A mensagem passada nos bastidores é que não se pode admitir chances de ajuste fiscal tão cedo. A razão, dizem os interlocutores, é que isso pode gerar um efeito perverso para o quadro econômico, exatamente como o que aconteceu no ano passado. Na ocasião, a demora do governo em concretizar o anúncio de ajuste, somado a avaliação negativa em torno das medidas divulgadas, provocaram uma piora nos indicadores econômicos.

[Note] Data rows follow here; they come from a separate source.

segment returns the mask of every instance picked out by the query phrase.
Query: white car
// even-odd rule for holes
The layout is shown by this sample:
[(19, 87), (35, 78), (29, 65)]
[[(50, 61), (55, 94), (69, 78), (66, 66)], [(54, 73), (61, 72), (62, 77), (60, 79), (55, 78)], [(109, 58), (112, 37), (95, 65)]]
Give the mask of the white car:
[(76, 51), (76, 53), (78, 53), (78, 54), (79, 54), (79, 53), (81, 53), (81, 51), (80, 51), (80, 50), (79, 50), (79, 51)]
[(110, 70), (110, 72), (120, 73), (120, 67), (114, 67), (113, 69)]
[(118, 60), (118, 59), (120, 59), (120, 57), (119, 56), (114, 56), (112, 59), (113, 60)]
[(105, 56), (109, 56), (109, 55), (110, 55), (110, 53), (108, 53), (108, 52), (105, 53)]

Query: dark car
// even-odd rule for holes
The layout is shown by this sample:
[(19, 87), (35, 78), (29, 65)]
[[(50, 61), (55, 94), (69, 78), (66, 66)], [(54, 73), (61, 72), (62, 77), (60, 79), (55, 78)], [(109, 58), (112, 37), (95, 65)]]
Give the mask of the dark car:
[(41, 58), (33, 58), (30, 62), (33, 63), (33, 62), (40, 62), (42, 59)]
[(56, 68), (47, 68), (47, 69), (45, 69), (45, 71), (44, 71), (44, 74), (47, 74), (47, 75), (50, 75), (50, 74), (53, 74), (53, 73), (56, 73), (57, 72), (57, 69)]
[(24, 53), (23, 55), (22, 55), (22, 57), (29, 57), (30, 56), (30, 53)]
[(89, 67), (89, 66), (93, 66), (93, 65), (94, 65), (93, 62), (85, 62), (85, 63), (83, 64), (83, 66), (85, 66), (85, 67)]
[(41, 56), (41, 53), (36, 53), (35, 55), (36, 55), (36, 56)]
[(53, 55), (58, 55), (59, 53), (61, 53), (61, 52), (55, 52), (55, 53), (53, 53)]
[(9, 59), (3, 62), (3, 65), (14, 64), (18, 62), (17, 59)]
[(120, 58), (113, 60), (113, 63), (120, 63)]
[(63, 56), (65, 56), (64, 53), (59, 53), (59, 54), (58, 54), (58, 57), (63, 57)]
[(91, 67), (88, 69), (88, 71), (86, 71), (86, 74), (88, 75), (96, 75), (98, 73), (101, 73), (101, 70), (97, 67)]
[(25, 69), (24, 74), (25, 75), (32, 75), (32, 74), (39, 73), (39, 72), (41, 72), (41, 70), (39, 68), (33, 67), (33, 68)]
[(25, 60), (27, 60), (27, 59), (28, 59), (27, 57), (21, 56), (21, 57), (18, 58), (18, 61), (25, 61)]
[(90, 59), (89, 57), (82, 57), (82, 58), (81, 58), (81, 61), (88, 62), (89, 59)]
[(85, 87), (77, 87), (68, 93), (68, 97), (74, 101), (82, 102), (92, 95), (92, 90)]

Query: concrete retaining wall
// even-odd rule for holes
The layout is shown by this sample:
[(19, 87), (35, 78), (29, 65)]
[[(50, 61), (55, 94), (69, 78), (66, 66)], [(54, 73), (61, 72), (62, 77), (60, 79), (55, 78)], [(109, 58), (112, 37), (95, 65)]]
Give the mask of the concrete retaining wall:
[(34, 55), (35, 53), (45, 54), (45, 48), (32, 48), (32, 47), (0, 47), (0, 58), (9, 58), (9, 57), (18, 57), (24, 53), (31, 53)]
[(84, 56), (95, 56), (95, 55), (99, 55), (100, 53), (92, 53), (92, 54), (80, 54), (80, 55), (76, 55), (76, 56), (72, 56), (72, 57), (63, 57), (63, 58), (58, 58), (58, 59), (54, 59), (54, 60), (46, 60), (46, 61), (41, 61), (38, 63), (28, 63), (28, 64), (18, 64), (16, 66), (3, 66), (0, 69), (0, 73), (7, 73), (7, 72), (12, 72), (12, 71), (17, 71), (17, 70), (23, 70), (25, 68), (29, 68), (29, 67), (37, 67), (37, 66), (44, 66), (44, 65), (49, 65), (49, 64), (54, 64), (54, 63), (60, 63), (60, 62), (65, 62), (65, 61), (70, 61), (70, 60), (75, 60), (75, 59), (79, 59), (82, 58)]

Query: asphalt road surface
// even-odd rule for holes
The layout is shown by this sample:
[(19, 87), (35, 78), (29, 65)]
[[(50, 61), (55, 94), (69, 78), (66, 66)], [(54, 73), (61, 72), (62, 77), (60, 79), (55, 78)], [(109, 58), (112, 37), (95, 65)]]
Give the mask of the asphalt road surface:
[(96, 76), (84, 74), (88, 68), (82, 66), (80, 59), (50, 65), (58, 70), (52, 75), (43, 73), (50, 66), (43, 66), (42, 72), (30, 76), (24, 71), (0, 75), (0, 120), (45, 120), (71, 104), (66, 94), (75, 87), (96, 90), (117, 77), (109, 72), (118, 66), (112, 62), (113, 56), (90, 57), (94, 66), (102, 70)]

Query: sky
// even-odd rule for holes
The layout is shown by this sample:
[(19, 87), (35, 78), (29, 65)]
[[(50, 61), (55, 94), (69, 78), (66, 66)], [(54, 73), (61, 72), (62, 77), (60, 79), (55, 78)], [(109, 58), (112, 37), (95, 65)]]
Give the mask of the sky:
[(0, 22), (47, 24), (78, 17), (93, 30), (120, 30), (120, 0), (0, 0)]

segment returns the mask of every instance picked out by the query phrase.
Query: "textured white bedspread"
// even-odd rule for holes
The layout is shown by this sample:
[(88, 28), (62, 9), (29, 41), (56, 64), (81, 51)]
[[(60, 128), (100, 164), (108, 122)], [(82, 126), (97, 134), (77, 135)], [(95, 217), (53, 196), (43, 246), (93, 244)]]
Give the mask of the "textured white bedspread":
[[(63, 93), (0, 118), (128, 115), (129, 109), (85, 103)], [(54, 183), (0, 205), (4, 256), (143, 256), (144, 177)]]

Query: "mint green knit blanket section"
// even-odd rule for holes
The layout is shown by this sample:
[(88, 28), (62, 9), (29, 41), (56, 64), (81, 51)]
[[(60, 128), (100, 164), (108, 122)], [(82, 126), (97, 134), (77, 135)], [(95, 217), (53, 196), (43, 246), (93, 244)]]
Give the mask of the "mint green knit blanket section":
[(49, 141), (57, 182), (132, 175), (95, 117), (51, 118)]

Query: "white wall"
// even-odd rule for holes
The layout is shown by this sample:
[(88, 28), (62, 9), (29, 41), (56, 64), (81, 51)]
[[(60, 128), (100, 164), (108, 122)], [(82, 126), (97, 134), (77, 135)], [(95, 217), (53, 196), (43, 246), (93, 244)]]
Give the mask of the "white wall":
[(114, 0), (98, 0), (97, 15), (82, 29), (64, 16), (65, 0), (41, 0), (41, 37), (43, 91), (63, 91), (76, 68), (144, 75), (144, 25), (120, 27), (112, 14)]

A citação ao mês de abril se deve ao fato de que, na avaliação de integrantes do governo, é preciso esperar pelo menos três meses para checar a situação das contas públicas. Em março, por exemplo, o governo fará um pente-fino no relatório de receitas e despesas e, portanto, não se pode tomar nenhuma medida extra até lá.
Essa avaliação é parecida com a feita por fontes do próprio Ministério da Fazenda. Membros da equipe econômica afirmam que, antes de enviar novas medidas ao Congresso Nacional, é necessário aguardar a aprovação do Orçamento deste ano e também avaliar o impacto da implementação do pacote fiscal. Eles dizem que as medidas aprovadas no fim do ano passado devem gerar uma economia superior aos R$ 69,8 bilhões esperados para 2025 e 2026, porque esse número é conservador.
Ainda que novas medidas estruturais não estejam descartadas, a ordem é aguardar uma avaliação mais apurada. Apesar desse discurso, a equipe econômica estuda, sim, medidas acessórias para implementar no curto prazo, com o objetivo de demonstrar que o governo está comprometido com a austeridade fiscal.
São ações, porém, que não dependem de aprovação do Congresso Nacional, explicou uma fonte. Entre essas medidas estudadas, conforme mostrou o Valor, está a edição de um decreto definindo que os ministérios só podem gastar um dezoito avos (1/18) neste início do ano, enquanto a peça orçamentária não é aprovada.